Dans la grande diversité des architectures des systèmes électriques et gaziers des pays européens, la France, depuis 1946, a fait le choix d’un service public de l’énergie qui intègre en son sein les activités de production, de transport, de distribution, de commercialisation, de recherches et d’innovations. Il s’appuie sur le principe de l’égalité de traitement de chacun des consommateurs et la péréquation tarifaire, c’est-à-dire un prix unique du kilowattheure, quelle que soit la zone géographique desservie, îles comprises.
La production française est une des plus décarbonées d’Europe et le prix du kilowatt-heure, un des moins chers. L’électricité est devenue un bien de première nécessité. La Commission européenne et les majorités néolibérales d’Europe, durant ces vingt dernières années, n’ont poursuivi qu’un seul objectif : construire un marché unique de l’électricité et du gaz, via l’édification d’un marché libéralisé.

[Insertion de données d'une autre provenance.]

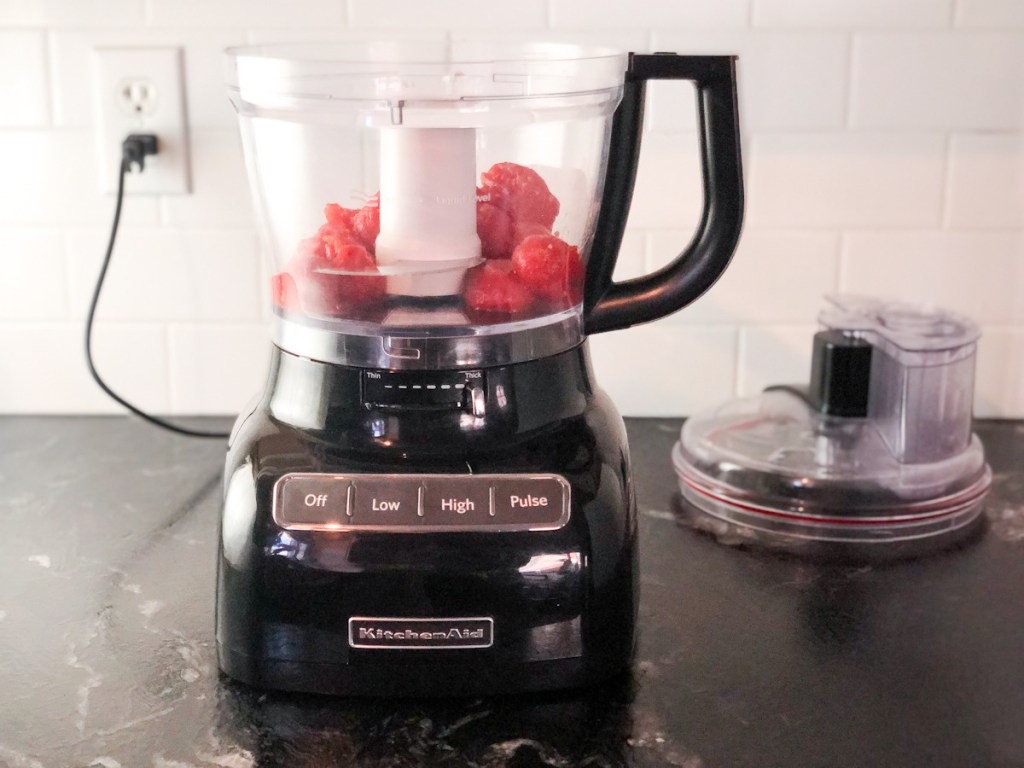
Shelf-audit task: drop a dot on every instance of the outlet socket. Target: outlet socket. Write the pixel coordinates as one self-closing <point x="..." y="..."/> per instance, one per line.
<point x="140" y="90"/>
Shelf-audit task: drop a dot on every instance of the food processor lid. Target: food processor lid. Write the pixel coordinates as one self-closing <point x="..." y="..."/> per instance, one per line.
<point x="877" y="449"/>
<point x="775" y="454"/>
<point x="902" y="330"/>
<point x="300" y="74"/>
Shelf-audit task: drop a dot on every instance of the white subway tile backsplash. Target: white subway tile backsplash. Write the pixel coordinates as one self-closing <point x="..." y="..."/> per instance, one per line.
<point x="217" y="369"/>
<point x="883" y="154"/>
<point x="668" y="192"/>
<point x="33" y="273"/>
<point x="206" y="94"/>
<point x="448" y="13"/>
<point x="265" y="36"/>
<point x="998" y="386"/>
<point x="617" y="38"/>
<point x="220" y="192"/>
<point x="980" y="274"/>
<point x="986" y="181"/>
<point x="787" y="80"/>
<point x="773" y="354"/>
<point x="24" y="79"/>
<point x="50" y="178"/>
<point x="649" y="13"/>
<point x="72" y="12"/>
<point x="660" y="370"/>
<point x="856" y="14"/>
<point x="962" y="81"/>
<point x="836" y="180"/>
<point x="994" y="13"/>
<point x="246" y="12"/>
<point x="51" y="378"/>
<point x="774" y="278"/>
<point x="167" y="274"/>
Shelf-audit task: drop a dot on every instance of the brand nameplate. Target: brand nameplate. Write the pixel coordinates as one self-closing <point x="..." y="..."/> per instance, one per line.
<point x="420" y="634"/>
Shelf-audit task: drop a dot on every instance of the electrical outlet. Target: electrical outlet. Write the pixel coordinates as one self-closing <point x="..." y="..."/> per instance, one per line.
<point x="140" y="90"/>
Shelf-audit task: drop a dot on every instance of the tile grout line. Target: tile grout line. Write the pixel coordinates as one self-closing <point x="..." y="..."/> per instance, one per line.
<point x="851" y="61"/>
<point x="945" y="213"/>
<point x="738" y="367"/>
<point x="50" y="78"/>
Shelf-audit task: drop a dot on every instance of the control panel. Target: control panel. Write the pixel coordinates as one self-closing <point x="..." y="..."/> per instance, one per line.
<point x="421" y="503"/>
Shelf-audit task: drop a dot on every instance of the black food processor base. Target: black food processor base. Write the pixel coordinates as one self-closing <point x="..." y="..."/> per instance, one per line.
<point x="436" y="532"/>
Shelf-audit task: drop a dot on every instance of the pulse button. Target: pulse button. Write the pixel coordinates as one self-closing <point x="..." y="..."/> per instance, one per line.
<point x="538" y="501"/>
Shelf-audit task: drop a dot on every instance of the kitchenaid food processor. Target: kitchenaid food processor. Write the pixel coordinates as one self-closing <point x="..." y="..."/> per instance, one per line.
<point x="433" y="496"/>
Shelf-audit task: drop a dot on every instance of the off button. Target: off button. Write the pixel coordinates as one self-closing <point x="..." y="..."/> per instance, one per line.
<point x="540" y="502"/>
<point x="311" y="502"/>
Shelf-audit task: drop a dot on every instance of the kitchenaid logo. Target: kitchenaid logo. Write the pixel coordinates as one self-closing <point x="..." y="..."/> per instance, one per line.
<point x="420" y="633"/>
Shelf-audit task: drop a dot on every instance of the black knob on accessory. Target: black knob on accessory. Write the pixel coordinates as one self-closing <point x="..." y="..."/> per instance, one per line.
<point x="841" y="374"/>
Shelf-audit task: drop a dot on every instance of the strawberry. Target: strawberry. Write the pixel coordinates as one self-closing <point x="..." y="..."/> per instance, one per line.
<point x="520" y="192"/>
<point x="495" y="228"/>
<point x="550" y="267"/>
<point x="335" y="214"/>
<point x="524" y="229"/>
<point x="367" y="222"/>
<point x="285" y="292"/>
<point x="335" y="248"/>
<point x="494" y="287"/>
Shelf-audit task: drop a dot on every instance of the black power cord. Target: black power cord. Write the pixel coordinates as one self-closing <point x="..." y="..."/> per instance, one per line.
<point x="133" y="153"/>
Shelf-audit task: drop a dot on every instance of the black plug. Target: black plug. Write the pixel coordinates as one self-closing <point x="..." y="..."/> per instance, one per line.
<point x="135" y="147"/>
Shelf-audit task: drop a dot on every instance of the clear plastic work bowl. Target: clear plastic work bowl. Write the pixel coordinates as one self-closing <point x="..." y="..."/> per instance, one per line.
<point x="439" y="188"/>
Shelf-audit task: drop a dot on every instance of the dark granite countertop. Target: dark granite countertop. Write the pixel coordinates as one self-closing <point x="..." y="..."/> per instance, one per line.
<point x="745" y="658"/>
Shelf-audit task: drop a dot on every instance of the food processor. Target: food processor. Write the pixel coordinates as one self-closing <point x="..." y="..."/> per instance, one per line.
<point x="432" y="496"/>
<point x="873" y="458"/>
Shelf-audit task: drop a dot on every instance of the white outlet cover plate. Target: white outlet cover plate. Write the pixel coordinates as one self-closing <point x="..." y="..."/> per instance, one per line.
<point x="161" y="69"/>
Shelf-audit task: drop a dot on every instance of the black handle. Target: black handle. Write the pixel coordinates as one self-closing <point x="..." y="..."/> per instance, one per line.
<point x="610" y="305"/>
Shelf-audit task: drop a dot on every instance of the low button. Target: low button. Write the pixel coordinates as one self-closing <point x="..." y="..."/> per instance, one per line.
<point x="457" y="502"/>
<point x="311" y="502"/>
<point x="386" y="502"/>
<point x="529" y="501"/>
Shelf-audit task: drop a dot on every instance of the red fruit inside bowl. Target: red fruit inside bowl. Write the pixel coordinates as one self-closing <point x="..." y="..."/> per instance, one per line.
<point x="367" y="222"/>
<point x="520" y="192"/>
<point x="317" y="261"/>
<point x="496" y="230"/>
<point x="494" y="287"/>
<point x="285" y="293"/>
<point x="551" y="268"/>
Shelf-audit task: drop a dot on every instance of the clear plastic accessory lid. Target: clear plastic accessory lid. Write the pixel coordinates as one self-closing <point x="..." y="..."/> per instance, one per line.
<point x="905" y="467"/>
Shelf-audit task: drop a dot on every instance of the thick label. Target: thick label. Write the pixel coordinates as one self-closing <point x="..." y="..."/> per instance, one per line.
<point x="419" y="634"/>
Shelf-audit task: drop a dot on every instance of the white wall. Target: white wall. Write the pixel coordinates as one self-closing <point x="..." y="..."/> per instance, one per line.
<point x="884" y="154"/>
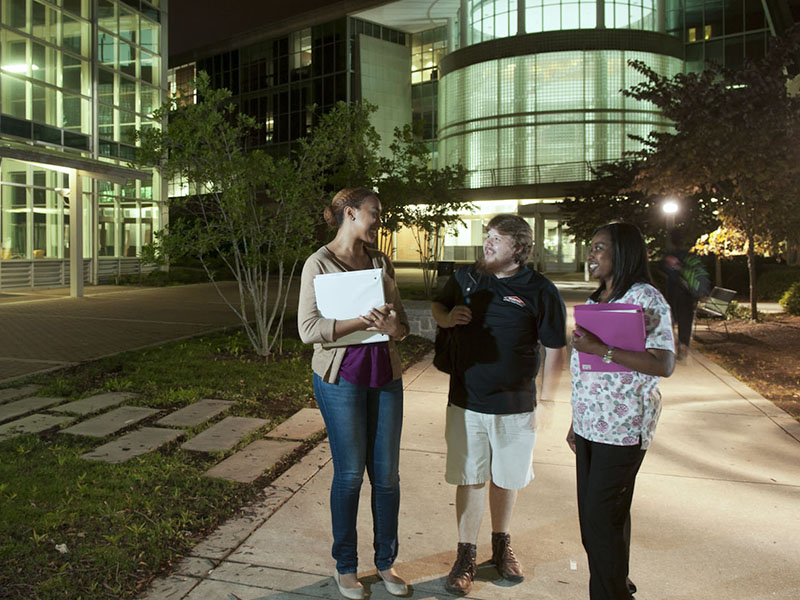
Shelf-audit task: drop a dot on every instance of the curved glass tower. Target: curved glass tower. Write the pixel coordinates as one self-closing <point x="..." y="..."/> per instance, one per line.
<point x="533" y="96"/>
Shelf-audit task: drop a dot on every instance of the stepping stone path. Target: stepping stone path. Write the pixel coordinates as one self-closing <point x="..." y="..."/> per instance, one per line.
<point x="194" y="414"/>
<point x="249" y="464"/>
<point x="133" y="444"/>
<point x="9" y="394"/>
<point x="111" y="422"/>
<point x="224" y="435"/>
<point x="25" y="406"/>
<point x="244" y="466"/>
<point x="300" y="426"/>
<point x="96" y="403"/>
<point x="32" y="424"/>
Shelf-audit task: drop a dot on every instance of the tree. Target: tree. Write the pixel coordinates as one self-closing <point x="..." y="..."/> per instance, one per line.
<point x="735" y="140"/>
<point x="254" y="214"/>
<point x="423" y="199"/>
<point x="612" y="196"/>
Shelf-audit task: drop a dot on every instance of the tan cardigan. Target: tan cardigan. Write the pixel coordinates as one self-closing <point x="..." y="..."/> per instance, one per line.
<point x="316" y="329"/>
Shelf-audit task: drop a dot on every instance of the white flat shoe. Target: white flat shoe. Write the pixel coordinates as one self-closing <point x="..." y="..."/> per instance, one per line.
<point x="349" y="593"/>
<point x="395" y="589"/>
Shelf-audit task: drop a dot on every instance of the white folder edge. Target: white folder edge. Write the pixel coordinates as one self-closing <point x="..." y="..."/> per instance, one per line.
<point x="347" y="295"/>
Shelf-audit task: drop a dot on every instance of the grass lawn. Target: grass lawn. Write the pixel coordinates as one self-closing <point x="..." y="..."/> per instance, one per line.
<point x="76" y="529"/>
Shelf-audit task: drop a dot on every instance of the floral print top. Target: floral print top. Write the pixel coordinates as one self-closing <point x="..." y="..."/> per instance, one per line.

Les comités d’entreprise mobilisés
À l’annonce de la mise en oeuvre du « quatrième paquet énergétique », concocté par la Commission et le Parlement européen l’an passé, les comités d’entreprise d’EDF, d’Enedis, de GRDF et d’Engie ont dénoncé la volonté affichée de « transformer profondément la gouvernance énergétique au profit d’une libéralisation maximale du secteur ».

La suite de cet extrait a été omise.